Homemade Art / Bread Boom in Prague

For a long time, the people of Prague had to be content with industrially produced bread – until Antonin Kokes decided to bring more taste to the pastries. He triggered a boom.

When he talks about the supermarket bread, as he calls it, Antonin Kokes raises the corners of his mouth contemptuously: “It’s such a soft bread with no taste.” For many Czechs that was the only thing they knew a few years ago: there were almost no artisan bakeries in the country, instead there were mainly large baking companies on an industrial scale. Antonin Kokes was walking the Way of St. James with a friend at the time; the entrepreneur needed a break from day-to-day business.

Inspiration from Bavaria and Switzerland

“We went through Bavaria and Switzerland and saw these fragrant bakeries everywhere in the small towns, and mostly a small café. There was nothing like that in the Czech Republic. That’s where my idea came from,” he remembers. Kokes handed over his thriving company to an outside manager and went in search of the perfect bread.

“I drove through a number of bakeries in Nuremberg and Regensburg. It was interesting how open they were: ‘Come in, we’ll show you!'” That was his first inspiration. “Later I got involved in our own experiments here in Prague, so that the bread turned out the way I imagined. But I’m not a baker myself.”

There has been good bread in Prague for seven years

It’s been seven years since he opened his own business. Antoninovo Pekarstvi – translated: Antonin’s Bakery – is located in a trendy part of Prague. The goods are displayed in simple wooden counters, customers can watch the bakers at work next to them, and there are a few tables next to the door so that you can drink your coffee in peace.

Friends tried to talk him out of the idea, says Kokes, but he refused to be dissuaded. “The first few days showed that we were right: people were queuing, at the very beginning there were even waiting numbers for the bread, because we wouldn’t have been able to keep up without a reservation.” In the meantime he has noticed how he and his colleagues have helped to change the entire environment: “Look around, there are lots of small shops with food, delicacies and even new bakeries are emerging!” Kokes emphasizes that this is competition that he is happy about.

His own bakery now has branches in many districts of Prague, in each individual branch the bread is not baked, but made by hand from the dough to the finished product. Back then, Kokes triggered a real trend: since then, new bakeries have been popping up in Prague. Because for many customers, supermarket bread is no longer enough.

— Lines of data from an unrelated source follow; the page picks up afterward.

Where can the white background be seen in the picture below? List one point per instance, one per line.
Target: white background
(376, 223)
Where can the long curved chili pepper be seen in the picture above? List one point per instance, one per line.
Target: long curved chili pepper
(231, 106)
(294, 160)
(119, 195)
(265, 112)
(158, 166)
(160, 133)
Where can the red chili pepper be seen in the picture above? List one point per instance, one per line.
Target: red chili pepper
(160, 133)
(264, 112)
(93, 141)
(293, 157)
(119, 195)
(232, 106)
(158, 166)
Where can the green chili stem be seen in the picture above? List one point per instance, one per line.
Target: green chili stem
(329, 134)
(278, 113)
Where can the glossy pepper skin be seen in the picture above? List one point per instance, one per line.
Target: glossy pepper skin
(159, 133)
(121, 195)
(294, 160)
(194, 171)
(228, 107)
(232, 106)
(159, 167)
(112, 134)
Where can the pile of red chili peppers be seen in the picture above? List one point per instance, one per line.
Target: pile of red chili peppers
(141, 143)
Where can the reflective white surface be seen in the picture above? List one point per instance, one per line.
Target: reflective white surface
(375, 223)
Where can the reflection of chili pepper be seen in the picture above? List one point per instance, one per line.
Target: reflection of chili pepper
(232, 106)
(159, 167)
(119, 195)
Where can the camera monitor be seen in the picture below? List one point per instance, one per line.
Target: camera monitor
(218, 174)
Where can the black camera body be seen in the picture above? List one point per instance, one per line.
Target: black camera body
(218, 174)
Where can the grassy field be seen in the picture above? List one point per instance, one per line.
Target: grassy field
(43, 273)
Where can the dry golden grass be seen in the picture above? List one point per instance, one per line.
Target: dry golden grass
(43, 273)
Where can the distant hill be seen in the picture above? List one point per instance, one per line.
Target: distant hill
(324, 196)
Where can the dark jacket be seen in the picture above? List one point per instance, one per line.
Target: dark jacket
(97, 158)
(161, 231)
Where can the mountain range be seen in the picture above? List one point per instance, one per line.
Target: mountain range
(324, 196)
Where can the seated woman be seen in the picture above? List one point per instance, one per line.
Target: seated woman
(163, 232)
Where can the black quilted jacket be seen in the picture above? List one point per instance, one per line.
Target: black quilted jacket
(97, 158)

Invigorating competition from Iceland

One of the pioneers is Davíd Arnórsson, who actually comes from Iceland and was amazed by the flour on his first visit to Prague: “We don’t have such flour, it doesn’t grow in nature in our country. I’ve been a baker for almost 30 years – and here I felt like I was in fairyland. It’s like a dream come true.”

And so he decided to open a bakery in Prague with an Icelandic friend: they called it Artic Bakehouse. “We spent a year preparing everything here in the shop, we did most of it ourselves because we only had a small budget,” says Arnórsson proudly.

The walls in the bakery are dark, music is playing from the loudspeakers; it should be small and friendly. Arnórsson and his bakery are now something of a local celebrity; in normal times, tourists queue up in front of his shop, which smells of fresh bread in summer and winter alike. Now, in the Corona period, even more local Prague residents are coming. They mostly queue for the sweet Icelandic specialities.

First a niche product, now a boom

“In the beginning we baked them so that people could just try them. And now I’ve been baking them in large quantities for three years. These are real Icelandic traditional pastries,” says Arnórsson. The Icelander is currently converting a large shop opposite his current bakery: He wants to bake there in the future, his first premises have become too small for him.

The demand for good bread is unbroken in the Czech Republic. Antonin Kokes and Davíd Arnórsson and their bakeries have triggered a real boom. There’s only one thing he misses in Prague, says Arnórsson: “I miss Icelandic butter. I would say it’s one of the best in the world. I really miss it.”